Evidently, according to some of the posters, a pet owner who takes the family cat out and abandons it along the road somewhere is to be lauded for “freeing the slaves”.

A2013 study suggests that humans and dogs may have evolved together into what we know today , rather than simply humans manipulating dog breeds. Dogs are not domesticated wolves - the dog/wolf split may have happened as much as 120,000 years ago. So canines thata became dogs are not just tame wolves - and likely never were.

So, if humans and dogs evolved together, can a case be made that pets should throw off the shackles of “slavery” and become free? If pet ownership is slavery, how do you propose the inherently brutal system be “fixed”?

Ok, so your definition of a slave would be someone who is property but has desires (possibly including the desire to not be property). Is that it?
And you claim that animals do have desires. But how do you know that what you call desires is more than simple instinct? I do not think it is. That is why I keep coming back to the plant comparison. Even they have instincts. Plants and animals are not fundamentally different from each other. Vertebrate animals generally are more complex organisms than plants are, but then again humans are yet again a lot more complex.

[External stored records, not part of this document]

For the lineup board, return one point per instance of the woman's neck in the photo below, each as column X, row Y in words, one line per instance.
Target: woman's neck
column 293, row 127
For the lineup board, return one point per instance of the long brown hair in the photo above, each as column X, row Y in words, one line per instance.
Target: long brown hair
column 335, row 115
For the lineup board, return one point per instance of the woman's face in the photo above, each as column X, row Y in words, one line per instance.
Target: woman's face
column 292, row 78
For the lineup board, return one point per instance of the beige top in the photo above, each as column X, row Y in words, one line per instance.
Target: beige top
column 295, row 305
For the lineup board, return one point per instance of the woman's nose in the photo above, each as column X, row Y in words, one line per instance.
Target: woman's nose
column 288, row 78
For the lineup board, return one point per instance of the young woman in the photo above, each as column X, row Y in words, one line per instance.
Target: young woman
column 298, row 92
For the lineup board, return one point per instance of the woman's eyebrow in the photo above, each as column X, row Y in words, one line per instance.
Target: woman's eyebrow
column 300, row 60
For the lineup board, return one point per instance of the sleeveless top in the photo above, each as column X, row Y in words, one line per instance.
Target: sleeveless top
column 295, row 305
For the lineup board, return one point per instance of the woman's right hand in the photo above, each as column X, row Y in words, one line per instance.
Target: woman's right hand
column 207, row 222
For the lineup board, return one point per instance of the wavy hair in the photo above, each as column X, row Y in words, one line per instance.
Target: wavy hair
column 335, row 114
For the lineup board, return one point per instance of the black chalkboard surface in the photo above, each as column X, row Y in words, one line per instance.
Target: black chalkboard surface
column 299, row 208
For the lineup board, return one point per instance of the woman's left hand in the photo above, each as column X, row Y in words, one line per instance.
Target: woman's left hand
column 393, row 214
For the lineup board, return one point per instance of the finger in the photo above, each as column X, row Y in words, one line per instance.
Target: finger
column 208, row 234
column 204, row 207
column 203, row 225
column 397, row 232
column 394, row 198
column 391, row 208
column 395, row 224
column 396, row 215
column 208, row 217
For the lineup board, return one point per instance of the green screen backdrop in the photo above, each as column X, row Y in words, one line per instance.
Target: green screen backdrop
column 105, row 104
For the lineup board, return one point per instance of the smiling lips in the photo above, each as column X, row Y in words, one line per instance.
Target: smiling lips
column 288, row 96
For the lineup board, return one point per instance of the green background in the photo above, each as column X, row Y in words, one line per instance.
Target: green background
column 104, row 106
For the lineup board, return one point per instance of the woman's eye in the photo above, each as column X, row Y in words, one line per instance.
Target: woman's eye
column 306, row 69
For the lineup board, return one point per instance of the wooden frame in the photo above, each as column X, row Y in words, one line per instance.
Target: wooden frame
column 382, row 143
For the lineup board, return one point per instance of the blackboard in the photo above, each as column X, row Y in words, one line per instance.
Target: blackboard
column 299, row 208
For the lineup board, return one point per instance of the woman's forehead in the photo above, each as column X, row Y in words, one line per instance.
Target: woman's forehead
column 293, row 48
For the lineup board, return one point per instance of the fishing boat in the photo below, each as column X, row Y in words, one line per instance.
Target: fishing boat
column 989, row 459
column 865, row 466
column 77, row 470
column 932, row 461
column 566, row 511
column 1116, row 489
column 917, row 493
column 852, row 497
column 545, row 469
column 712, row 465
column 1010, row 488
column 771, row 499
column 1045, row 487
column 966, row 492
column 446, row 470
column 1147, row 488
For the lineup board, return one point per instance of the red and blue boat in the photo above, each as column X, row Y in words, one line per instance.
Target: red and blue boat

The reason you think that animals should have rights such as personal freedom is that you anthropomorphize them. You see them as persons. But think about it - if they *were *persons, would that not mean that they should be entitled to *all *human rights? Would you for example grant them the right to own property? If the answer to that is no, ask yourself why not. Sure, animals do not understand the concept of property, but they do not understand the concept of freedom either. So that cannot be it. What is?

How do we know they don’t understand the concept of freedom? Also what about keeping them confined in the house against their will? I think slavery is keeping something against its will. I mean we breed dogs with characteristics that make them unable to surivive without us, isn’t that a form of enslavement. That they need us to live?

No it is not. Dogs can survive without us. How many times do we have to point out that your argument is not logical. Babies are unable to survive without parents but they are not enslaved. The elderly and infirmed are unable to survive without other humans but they are not enslaved.

I would gladly enter into slavery for a master who would treat me as well as I treat our dogs.

How do we know you are not a bot just mindlessly repeating the same points even though there are already dozens of posts refuting those points?

Mecho-American.

You keep using that word. I don’t think it means what you think it means.

You haven’t refuted anything, just told personal accounts. You haven’t answers the point about the living condition of being limited to the house, and you just keep adjusting what slavery means to answer it.

I haven’t because so many others have done a wonderful job doing it already. I couldn’t even make myself click your links.

Another National Geographic article that may be of interest:

Perhaps we should be complaining of our enslavement by our doggy overlords?

Are you ever going to address my question from the last page? Here’s a repeat:

Dogs, cats, hamsters, gerbils, rats, mice, pigs, snakes, and other non-human animals commonly kept as pets are not persons, because they are not human.

If you believe the penumbra of personhood should be extended to non-human animal, then you must also believe that a dog that kills a rat has committed murder and should be prosecuted. Do you? If not, why not?

Those are not rhetorical questions. Please answer them.

heh only thing my rotund tub of elderly cat desires in her old age is the knowledge of how to defeat that most evil human invention ever …

The pull top can lid…if she ever does gods help the cat food industry …

That’s actually pretty interesting. Dogs choosing us for surivival

I don’t think it should be extended because it would quite frankly never work out. I doubt dogs do things out of malice or anything. It’s like trying to deny nature from happening.